• Lynn Pettis (8/22/2012)


    Evil Kraig F (8/22/2012)


    Lynn Pettis (8/22/2012)


    I'm going to go against the flow a bit here. I think it really depends on what the application is intended to do. Where I work now I think the application I am helping to support would actually benefit from an EAV or hybrid EAV design.

    Also, Microsoft themselves is using the EAV design in their Engineering Excellence Group to support compliance across product lines. Interviewed with the group 2 years ago bit didn't have the experience they needed.

    I would say that a well reasoned approach to EAV for particular datasets with an understanding of the underlying complexity and complications it can cause by a seasoned professional could and has been useful. Say, once in every few hundred databases.

    I would also say that anyone looking to implement it for 'ease of development' and not 'optimization of attribute access' is approaching the process from the wrong side. I don't disagree with you Lynn, just that the wrong approach to allow for optimal usage is being taken here. It completely depends on the data and intended use, not the intended development environment.

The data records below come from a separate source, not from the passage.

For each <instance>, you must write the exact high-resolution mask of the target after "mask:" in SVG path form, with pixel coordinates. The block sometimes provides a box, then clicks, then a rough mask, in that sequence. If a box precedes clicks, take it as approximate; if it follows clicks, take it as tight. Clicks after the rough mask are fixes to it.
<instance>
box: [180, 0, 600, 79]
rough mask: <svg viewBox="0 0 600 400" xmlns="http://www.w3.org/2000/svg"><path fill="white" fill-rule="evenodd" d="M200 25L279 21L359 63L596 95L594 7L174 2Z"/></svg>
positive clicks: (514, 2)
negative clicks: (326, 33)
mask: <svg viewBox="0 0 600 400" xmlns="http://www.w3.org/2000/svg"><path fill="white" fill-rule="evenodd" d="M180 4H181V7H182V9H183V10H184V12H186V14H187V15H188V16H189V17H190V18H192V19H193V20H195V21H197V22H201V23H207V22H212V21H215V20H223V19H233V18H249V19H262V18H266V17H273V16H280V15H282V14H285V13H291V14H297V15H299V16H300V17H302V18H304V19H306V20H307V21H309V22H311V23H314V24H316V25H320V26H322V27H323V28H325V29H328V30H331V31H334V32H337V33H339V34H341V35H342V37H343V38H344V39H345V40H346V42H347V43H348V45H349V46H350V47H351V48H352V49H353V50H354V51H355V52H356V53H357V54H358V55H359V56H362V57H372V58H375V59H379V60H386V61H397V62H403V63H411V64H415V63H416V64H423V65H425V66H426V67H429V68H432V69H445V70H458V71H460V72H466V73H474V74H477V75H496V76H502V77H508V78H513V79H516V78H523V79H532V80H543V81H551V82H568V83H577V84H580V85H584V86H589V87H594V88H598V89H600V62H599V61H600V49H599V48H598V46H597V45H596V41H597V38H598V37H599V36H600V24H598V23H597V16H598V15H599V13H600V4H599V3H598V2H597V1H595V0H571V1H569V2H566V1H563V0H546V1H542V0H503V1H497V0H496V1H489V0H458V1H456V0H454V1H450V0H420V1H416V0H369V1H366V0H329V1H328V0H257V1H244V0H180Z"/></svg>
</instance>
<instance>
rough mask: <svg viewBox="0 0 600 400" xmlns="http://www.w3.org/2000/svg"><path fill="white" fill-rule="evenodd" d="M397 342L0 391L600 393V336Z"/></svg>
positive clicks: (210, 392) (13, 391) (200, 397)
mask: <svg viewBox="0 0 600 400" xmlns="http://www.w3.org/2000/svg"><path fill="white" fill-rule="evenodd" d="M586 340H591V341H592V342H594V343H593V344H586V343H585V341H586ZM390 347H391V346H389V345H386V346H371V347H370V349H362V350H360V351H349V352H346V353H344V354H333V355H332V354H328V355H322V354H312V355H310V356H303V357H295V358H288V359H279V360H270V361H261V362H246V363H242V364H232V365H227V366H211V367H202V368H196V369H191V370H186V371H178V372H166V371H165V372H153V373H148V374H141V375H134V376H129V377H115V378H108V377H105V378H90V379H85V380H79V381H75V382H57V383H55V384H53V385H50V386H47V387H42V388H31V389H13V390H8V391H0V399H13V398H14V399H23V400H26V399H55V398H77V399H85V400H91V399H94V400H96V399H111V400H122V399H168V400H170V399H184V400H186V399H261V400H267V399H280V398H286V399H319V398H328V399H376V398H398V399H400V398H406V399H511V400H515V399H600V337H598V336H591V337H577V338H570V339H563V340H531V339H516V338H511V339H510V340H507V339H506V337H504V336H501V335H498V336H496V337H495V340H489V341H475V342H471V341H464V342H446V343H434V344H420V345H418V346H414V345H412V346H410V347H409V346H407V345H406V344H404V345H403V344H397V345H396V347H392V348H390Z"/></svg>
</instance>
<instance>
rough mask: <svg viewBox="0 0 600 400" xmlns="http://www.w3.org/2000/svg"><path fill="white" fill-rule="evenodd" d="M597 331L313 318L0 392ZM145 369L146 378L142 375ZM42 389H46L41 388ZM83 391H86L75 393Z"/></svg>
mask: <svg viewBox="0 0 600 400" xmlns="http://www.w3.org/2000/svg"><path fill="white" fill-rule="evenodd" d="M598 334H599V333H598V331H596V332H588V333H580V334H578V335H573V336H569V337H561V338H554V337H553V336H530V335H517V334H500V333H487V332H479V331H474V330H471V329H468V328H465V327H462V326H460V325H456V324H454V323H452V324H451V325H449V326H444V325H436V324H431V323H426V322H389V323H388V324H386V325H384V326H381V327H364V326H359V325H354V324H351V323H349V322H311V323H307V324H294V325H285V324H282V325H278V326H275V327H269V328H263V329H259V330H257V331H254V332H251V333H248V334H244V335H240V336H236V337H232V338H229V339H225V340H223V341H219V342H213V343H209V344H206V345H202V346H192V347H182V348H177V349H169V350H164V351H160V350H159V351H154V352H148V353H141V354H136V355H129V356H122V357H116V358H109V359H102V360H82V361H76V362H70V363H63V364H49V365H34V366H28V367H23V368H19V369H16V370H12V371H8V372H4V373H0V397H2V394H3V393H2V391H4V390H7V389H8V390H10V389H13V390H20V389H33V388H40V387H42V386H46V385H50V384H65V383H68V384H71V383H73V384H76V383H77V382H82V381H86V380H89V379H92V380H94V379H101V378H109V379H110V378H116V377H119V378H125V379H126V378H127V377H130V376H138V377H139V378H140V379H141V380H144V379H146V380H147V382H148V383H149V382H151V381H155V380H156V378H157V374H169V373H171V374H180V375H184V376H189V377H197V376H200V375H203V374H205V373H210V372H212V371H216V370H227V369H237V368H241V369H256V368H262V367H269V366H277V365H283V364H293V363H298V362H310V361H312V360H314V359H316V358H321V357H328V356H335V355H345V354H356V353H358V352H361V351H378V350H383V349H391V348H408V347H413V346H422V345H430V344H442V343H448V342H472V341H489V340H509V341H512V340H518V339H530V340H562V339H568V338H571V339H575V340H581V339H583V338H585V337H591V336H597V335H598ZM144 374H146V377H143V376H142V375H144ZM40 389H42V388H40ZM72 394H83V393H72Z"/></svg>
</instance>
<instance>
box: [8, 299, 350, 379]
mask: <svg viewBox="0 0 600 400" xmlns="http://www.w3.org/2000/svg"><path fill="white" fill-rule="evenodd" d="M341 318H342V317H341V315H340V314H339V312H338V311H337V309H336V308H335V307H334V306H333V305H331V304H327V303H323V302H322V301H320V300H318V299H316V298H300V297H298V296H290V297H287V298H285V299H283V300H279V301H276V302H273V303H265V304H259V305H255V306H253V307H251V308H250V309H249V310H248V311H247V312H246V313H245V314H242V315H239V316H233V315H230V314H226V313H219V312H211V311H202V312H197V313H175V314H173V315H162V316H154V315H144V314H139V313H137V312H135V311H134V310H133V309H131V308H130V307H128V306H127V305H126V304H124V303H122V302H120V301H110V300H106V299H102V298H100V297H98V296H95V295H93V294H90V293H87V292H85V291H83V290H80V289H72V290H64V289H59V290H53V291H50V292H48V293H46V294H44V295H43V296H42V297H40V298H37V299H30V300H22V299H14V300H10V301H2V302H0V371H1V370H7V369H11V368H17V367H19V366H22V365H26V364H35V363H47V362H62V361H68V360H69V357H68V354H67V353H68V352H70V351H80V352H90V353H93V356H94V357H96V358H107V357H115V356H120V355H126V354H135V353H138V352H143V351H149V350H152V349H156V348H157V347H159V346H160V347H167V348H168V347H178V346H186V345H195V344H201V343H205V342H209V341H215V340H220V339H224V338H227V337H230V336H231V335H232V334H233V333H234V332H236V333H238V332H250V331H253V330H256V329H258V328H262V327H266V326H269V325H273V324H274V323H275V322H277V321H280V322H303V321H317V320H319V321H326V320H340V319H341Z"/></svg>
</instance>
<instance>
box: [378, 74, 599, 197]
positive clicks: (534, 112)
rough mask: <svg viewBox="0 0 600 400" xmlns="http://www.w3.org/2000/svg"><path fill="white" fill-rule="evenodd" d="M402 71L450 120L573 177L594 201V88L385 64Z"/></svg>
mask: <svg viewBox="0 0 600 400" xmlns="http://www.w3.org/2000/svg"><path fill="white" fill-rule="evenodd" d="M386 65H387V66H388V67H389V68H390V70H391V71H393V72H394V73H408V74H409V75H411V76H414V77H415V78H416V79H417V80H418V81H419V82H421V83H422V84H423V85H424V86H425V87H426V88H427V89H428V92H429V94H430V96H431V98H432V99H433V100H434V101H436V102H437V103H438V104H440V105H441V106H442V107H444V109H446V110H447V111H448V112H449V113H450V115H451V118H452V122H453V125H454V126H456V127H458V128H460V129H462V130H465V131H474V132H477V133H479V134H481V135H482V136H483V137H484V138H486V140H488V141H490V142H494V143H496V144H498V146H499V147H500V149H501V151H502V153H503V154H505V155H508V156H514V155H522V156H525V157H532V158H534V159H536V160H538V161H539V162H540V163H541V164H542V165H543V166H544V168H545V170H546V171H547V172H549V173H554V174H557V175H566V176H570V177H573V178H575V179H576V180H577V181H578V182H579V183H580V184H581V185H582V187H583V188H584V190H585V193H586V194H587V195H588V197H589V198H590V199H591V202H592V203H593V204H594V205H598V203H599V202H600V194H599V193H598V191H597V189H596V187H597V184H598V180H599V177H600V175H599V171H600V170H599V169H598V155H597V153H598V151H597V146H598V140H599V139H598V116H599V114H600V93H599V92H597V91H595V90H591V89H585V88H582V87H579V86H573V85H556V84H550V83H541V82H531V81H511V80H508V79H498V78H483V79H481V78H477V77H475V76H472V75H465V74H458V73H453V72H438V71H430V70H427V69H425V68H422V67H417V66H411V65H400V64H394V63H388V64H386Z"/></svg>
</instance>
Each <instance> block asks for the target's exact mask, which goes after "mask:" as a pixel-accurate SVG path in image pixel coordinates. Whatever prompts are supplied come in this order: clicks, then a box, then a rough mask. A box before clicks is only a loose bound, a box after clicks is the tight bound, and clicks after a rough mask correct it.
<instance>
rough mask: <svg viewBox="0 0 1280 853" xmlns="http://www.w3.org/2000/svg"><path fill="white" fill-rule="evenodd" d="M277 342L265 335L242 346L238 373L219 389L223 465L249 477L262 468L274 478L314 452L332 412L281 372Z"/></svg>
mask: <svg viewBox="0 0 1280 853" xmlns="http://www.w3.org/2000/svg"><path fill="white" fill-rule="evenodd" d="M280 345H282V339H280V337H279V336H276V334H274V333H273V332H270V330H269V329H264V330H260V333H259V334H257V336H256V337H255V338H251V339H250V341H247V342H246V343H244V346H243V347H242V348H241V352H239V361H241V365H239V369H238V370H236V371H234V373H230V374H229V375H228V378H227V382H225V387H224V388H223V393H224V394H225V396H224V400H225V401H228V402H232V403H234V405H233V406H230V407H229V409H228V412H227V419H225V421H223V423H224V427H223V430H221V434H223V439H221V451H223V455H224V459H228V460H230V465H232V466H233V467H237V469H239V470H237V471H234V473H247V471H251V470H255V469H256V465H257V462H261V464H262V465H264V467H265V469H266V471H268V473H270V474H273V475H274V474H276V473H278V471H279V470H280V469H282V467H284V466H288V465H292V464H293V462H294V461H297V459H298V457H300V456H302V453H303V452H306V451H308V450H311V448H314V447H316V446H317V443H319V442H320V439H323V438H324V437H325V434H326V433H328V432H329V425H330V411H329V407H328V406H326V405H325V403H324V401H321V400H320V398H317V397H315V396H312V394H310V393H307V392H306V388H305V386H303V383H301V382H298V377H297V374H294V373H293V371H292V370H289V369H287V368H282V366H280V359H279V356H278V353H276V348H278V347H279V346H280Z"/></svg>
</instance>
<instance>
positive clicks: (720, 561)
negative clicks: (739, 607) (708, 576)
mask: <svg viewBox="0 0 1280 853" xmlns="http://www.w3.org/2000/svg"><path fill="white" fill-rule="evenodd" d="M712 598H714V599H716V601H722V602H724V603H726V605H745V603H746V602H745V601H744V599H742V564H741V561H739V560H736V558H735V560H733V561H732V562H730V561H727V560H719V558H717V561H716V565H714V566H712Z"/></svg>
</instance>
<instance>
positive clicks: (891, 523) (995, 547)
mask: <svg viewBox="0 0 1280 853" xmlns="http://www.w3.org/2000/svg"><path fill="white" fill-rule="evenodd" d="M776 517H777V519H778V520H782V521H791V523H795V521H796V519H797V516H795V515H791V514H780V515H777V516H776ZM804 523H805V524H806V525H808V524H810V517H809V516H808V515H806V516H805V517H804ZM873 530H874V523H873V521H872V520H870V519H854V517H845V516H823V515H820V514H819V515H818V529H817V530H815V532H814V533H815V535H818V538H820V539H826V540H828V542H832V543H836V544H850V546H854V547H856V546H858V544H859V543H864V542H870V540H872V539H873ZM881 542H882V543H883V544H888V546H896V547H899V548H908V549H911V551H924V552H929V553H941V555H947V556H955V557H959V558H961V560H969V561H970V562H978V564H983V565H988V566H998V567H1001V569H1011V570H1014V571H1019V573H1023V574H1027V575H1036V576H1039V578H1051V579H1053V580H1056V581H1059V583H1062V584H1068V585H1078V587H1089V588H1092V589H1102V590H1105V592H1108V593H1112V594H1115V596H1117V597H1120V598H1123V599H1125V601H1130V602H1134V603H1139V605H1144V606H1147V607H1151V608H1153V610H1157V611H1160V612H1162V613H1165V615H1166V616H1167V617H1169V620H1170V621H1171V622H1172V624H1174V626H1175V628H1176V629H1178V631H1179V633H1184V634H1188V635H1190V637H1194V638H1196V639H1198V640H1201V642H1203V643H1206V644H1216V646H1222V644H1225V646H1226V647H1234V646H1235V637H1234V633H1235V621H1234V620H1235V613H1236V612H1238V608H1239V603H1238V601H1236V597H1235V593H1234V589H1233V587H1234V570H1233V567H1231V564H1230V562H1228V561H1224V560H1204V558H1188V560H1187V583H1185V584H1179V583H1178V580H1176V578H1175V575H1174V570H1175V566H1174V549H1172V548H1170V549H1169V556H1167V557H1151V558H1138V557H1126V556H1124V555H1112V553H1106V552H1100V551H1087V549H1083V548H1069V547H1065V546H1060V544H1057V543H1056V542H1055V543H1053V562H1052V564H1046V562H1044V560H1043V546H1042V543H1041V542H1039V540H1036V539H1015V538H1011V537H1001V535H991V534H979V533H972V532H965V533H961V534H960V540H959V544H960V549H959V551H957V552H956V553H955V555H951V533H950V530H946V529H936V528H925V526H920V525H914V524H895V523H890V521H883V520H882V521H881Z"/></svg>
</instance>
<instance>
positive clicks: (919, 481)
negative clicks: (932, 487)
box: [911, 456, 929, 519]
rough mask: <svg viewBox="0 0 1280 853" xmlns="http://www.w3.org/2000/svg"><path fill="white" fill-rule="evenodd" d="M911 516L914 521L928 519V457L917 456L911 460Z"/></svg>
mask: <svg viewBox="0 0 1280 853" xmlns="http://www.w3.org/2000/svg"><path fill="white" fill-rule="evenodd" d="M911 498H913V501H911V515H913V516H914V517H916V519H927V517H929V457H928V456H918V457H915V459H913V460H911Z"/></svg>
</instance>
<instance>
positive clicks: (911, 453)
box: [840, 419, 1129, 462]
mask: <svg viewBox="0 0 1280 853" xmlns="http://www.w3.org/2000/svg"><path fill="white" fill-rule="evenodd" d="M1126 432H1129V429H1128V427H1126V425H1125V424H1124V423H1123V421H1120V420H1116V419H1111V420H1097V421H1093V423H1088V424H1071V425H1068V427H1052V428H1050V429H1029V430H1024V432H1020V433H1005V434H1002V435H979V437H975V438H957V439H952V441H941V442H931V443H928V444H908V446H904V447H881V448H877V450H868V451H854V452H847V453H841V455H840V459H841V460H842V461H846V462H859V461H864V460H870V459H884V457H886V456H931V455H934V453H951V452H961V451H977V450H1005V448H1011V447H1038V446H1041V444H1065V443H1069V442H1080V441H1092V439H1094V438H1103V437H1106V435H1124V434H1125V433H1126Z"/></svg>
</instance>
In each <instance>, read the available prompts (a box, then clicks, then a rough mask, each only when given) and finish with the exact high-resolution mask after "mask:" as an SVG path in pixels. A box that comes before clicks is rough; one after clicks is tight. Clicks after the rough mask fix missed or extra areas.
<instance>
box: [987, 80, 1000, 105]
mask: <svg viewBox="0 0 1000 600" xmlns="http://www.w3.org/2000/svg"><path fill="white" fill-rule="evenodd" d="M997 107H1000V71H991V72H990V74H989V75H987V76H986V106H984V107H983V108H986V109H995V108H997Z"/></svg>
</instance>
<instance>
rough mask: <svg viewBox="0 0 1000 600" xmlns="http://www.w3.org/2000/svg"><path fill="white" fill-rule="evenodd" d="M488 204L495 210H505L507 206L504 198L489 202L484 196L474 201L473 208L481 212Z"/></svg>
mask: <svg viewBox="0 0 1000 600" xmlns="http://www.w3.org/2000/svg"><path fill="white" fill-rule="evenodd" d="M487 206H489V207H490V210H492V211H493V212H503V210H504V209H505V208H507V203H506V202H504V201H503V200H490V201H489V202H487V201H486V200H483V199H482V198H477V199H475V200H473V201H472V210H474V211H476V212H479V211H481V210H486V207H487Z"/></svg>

    And here is where we agree.

    Ditto. EAV does in fact have some value in VERY specialized situations. Kind of like cursors. They are good for a very small amount of things. From the OP statements and the fact they weren't really sure what that meant I took a pretty hard stance. I would say that unless you really know what you are getting into and can explain to a group of seasoned database folks why it is the best approach you are better walking away from EAV.